En cuanto a lo de «runner», esto lo tengo un poco más difícil. No puedo añadir la palabra «runner» a mi MICROBIOgrafía que está al pie de esta web, si cada vez que subo 3,5 escalones me hace falta una cuerda para evitar que el corazón se me salga por la boca.

Tozudo como soy, se lo conté a la Mireia —mi esposa—. Enseguida me amenazó con ir al Decathlon y comprarme una camiseta y un pantalón corto para correr.

—¡No hace falta!, ¡no hace falta! —le supliqué y conseguí la falsa promesa de que no lo haría.

El fin de semana fuimos a comer a casa de sus padres y ¡tracatlán...!, se escapó a buscar «unas cosas» y consumó su amenaza: dos camisetas y unos pantalones cortos, nada más y nada menos que de «runner».

Lo que más me ha jodido no es que ella haya vuelto a actuar de manera impulsiva, ni que se haya gastado el dinero en algo que no hacía falta. Lo que más me ha jodido es que ahora tendré la obligación de ponerme lo que me ha comprado y bajar a hacer de «runner». ¡De ruuuuunnnnnneeeeeerrrrr!

¡Pero si ya era suficiente con un poquito de envidia! Me conformaba con fantasear y creerme que algún día correría tres o cuatro kilómetros diarios. No hacia falta ir más lejos y llegar a los hechos. ¿Por qué no puedo hacer lo mismo que ese montón de gente que únicamente van al gimnasio en enero para inscribirse?

Pero ahora la Mireia lo había jodido todo, y tuvo la mala idea de convertir mi pensamiento confeso —no hice promesa ni aseguré que lo haría— en una realidad.

No me quedó más remedio que aceptarlo y el nuevo reto terminó finalmente por ilusionarme y todo.

Dos días después llegó el gran momento. ¡La gloria! Me convertiría en runner profesional.

Así que me levanté temprano. Me puse mi nuevo disfraz de «soy imparable» —la panza me desmentía un poco—, y enseguida hice lo que haría todo buen profesional: descargarme una App para mi móvil.

Una vez estuve armado con toda la artillería pesada (camiseta de 2,95€, pantalón de 4,95€ y App gratuita con banner publicitario incluido) bajé dispuesto a llevarme el mundo por delante.

Ya no había vuelta atrás. Estaba dispuesto a sacrificarme y a ser humildemente aceptado en la exclusiva casta de «los runners».

De camino a Can Dragó, a la gloria, me crucé con otros miembros de la nueva casta a la que ahora yo pertenecía. Un desconocido que llevaba camiseta y pantalón un poco más caros, me defirió con un leve saludo.

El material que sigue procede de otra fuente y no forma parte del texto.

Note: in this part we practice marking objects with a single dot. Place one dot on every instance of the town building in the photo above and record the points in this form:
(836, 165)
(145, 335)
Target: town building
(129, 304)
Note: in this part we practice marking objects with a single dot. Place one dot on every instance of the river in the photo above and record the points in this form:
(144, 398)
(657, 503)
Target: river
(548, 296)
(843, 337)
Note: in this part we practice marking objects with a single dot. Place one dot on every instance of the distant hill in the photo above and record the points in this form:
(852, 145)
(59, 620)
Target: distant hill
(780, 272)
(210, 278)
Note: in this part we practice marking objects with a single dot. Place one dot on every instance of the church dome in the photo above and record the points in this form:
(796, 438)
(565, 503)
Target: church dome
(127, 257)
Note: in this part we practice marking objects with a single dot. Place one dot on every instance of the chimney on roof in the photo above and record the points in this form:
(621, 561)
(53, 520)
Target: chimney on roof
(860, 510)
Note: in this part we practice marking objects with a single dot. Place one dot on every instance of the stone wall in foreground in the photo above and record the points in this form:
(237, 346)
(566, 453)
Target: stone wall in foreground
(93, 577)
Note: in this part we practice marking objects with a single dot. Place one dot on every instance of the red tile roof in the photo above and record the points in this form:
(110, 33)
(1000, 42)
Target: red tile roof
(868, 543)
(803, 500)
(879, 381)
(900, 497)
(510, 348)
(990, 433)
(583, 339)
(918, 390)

«Ostras —pensé—, los miembros de esta élite saben distinguirse entre ellos aunque sean desconocidos».

Estaba emocionado. Nada más me faltaban unos auriculares y poner la canción de «Eyes of the tiger». Fuera de ese ínfimo detalle, lo tenía todo: camiseta (ok), pantalón corto (ok), App para runners (ok), sobrepeso (triple ok).

Cuando llegué a Can Dragó donde entrenan un montón de compis de la élite, y siguiendo lo que me había explicado Google, me puse a hacer flexiones.

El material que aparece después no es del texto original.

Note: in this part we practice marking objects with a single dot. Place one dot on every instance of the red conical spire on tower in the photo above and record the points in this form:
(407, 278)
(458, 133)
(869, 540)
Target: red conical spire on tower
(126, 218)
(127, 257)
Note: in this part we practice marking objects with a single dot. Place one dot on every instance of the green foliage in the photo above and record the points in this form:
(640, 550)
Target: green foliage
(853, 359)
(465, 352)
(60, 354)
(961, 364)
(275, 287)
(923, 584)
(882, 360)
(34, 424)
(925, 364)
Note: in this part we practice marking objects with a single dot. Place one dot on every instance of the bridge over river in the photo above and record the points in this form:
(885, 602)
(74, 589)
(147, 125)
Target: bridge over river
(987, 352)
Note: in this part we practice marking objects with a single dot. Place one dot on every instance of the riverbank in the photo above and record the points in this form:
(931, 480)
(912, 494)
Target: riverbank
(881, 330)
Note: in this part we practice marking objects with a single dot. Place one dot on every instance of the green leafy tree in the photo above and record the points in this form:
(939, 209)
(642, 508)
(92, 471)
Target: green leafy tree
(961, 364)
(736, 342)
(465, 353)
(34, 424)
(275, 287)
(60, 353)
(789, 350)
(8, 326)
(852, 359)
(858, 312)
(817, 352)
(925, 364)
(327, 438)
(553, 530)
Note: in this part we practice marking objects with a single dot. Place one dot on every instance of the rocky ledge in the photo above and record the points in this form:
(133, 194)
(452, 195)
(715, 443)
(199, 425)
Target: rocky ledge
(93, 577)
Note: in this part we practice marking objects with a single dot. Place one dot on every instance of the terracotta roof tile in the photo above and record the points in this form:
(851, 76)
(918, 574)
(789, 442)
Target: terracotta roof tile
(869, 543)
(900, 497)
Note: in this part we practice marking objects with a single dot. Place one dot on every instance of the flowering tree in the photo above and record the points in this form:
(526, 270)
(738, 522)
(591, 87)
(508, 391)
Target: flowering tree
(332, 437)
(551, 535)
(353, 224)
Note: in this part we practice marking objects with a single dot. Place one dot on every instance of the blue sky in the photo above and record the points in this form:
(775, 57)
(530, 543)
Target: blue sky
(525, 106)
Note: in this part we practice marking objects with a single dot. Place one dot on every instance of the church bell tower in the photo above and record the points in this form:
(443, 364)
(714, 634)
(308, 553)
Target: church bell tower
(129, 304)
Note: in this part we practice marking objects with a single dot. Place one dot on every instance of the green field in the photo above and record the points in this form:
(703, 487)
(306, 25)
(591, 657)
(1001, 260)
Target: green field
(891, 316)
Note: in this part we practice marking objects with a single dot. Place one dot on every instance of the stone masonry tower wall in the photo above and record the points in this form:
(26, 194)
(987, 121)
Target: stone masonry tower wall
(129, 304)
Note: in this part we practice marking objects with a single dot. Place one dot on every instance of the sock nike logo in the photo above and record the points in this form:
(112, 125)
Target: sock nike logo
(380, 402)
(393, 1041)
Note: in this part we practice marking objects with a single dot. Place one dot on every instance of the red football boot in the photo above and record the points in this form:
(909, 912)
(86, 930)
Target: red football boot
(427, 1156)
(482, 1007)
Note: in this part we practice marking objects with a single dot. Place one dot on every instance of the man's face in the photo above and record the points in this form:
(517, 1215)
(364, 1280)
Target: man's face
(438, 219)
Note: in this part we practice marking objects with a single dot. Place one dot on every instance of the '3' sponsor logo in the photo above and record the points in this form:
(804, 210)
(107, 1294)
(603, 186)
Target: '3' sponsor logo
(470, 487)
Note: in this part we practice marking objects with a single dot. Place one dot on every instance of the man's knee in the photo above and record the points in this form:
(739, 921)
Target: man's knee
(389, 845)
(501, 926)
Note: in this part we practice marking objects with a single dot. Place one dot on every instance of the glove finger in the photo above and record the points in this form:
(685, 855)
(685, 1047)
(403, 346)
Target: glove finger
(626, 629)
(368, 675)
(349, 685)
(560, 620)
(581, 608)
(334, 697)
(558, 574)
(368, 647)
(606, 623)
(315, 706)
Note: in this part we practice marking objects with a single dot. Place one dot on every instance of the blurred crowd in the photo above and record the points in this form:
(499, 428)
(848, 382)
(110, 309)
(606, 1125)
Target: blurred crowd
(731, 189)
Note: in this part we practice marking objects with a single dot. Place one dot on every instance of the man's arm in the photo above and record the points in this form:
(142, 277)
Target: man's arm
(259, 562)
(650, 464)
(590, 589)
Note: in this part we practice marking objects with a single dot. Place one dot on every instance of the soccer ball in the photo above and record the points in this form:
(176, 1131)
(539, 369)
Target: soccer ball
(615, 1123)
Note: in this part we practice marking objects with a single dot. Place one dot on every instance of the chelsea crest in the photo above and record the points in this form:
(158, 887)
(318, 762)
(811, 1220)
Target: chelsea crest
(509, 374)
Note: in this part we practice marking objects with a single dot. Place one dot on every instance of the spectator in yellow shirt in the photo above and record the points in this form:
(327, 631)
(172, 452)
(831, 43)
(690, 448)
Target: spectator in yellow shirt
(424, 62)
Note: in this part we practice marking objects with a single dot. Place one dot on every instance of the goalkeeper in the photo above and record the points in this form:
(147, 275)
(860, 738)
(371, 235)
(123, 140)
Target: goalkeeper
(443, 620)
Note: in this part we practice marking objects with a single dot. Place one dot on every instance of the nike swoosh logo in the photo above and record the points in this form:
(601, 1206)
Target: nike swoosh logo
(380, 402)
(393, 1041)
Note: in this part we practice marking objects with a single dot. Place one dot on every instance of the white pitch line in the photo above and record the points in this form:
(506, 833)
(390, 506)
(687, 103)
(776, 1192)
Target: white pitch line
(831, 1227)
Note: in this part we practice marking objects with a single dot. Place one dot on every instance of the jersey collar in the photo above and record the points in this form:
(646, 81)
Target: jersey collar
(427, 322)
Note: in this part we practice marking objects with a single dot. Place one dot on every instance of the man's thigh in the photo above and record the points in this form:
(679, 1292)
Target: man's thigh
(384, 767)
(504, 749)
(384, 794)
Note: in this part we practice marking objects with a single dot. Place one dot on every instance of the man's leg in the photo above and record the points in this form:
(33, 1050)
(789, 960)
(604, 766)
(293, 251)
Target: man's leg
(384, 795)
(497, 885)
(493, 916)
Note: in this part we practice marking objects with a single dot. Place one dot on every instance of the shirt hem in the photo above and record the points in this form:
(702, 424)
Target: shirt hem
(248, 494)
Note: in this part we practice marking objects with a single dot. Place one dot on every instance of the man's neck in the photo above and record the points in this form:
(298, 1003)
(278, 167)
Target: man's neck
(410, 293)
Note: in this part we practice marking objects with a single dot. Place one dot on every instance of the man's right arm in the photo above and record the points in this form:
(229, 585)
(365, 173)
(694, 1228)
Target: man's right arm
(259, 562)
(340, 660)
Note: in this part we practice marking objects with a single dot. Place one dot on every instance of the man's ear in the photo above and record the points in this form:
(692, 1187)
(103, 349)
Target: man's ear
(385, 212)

Luego de calentar unos minutos eché a trotar. Segundos después ya estaba corriendo. ¡Ya era un iniciado! ¡Imparable!

De pronto un anciano que iba con paso acelerado interrumpió mis cavilaciones de superioridad. Me adelantó con relativa facilidad y todo y que parecía correr sin ninguna dificultad, vi como comenzaba a alejarse.

«Esto no puede ser», me dije y enseguida aceleré la marcha. No podía permitirme —bajo ningún concepto— que en mi primer día como runner me dejasen tan mal parado. Apreté los puños y seguí con la quinta puesta y el acelerador hasta el fondo.

«¡Yayoooo… espérame por Dios!», le supliqué interiormente. Pero no hubo manera. Después de seguirlo casi siete metros tuve que dejar que el abuelo —seguramente miembro de la Liga de la Justicia o de algún cómic inédito de Marvel— se alejara victorioso.

Derrotado por un super abuelete en los Siete Metros Planos, tuve que resignarme y aceptar que no podría añadir aquello de «runner» en mi perfil. ¡Que putada!

Así que regresé a la casa me di una ducha, fingí ante mi mujer y mi hijo que me había ido «de puta madre» y, auto-expulsado de mi casta, bajé al café La Boheme con el iPad.

—Ya lo intentaré otro día —me prometí—, cuando el viejito de Marvel no esté por allí quizás.

Al menos tengo un buen café, un croissant, el iPad sobre la mesa y una historia que teniendo un mínimo de cordura no me atrevería a contar...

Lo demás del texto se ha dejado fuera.